Jackie Relyea, an assistant professor of literacy education in NC State’s College of Education, has received the Dina Feitelson Research Award from the International Literacy Association.
The Dina Feitelson Research Award recognizes an outstanding empirical study that reports on an investigation of aspects of literacy acquisition such as phonemic awareness, the alphabetic principle, bilingualism, home influences on literacy development, or cross-cultural studies of beginning reading, and has clear implications for instruction.
“The Dina Feitelson Award has a strong legacy of recognizing high-quality, peer-reviewed research that makes a real difference in how we understand and support literacy learning. To be part of that tradition is incredibly humbling,” Relyea said. “As a researcher, it’s encouraging to know that the questions my team and the communities I’m learning from are asking are seen as important to the broader conversation in the field.”
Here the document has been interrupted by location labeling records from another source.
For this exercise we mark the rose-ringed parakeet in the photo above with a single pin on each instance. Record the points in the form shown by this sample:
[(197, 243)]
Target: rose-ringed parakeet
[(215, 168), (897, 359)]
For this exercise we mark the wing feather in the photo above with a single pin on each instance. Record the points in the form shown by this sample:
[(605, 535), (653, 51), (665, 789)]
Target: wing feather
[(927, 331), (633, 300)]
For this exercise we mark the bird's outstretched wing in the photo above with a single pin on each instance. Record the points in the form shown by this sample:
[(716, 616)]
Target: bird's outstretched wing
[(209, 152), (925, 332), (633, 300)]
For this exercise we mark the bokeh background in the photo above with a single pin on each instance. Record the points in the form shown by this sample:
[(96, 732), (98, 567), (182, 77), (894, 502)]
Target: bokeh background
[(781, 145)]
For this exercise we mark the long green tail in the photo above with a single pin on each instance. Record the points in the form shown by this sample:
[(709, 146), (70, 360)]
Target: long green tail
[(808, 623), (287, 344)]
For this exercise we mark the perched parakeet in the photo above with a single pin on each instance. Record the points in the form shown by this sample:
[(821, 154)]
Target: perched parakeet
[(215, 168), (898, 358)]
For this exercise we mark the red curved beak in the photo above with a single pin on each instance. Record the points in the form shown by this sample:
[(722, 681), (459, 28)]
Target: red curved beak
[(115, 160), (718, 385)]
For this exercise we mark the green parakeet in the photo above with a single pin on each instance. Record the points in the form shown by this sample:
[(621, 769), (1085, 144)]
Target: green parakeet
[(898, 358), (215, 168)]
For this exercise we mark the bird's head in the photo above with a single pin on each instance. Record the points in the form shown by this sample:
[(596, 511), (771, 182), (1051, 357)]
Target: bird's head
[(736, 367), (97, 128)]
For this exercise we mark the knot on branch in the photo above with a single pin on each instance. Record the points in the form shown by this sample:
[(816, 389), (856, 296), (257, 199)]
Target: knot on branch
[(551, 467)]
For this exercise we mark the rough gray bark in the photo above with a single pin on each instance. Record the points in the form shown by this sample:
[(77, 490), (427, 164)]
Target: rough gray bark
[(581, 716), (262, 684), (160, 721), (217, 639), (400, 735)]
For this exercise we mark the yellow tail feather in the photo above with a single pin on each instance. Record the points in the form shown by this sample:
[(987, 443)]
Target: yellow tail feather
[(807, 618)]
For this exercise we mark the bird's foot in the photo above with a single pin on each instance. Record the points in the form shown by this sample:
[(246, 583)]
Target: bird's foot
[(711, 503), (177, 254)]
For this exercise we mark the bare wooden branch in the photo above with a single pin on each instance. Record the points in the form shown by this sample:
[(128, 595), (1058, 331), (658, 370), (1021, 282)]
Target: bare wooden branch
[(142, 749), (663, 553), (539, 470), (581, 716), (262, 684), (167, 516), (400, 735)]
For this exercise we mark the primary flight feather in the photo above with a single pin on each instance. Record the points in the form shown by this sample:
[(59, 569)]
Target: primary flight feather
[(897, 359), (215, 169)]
Relyea received the award for a paper entitled “Effects of Tier 1 Content Literacy Intervention on Early-Grade English Learners’ Reading and Writing: Exploring the Mediating Roles of Domain-Specific Vocabulary and Oral Language Proficiency,” which was published in the Journal of Educational Psychology.
The study examined the differential impact of classroom-based content literacy intervention on reading and argumentative writing outcomes among English learners in first and second grade. Results showed the intervention significantly bolstered English oral proficiency and argumentative writing in science and social studies and led to improved domain-specific vocabulary knowledge.
“I hope our study adds to the growing recognition that all children, especially multilingual learners, deserve access to rich, high-rigor literacy experiences from the very beginning,” Relyea said.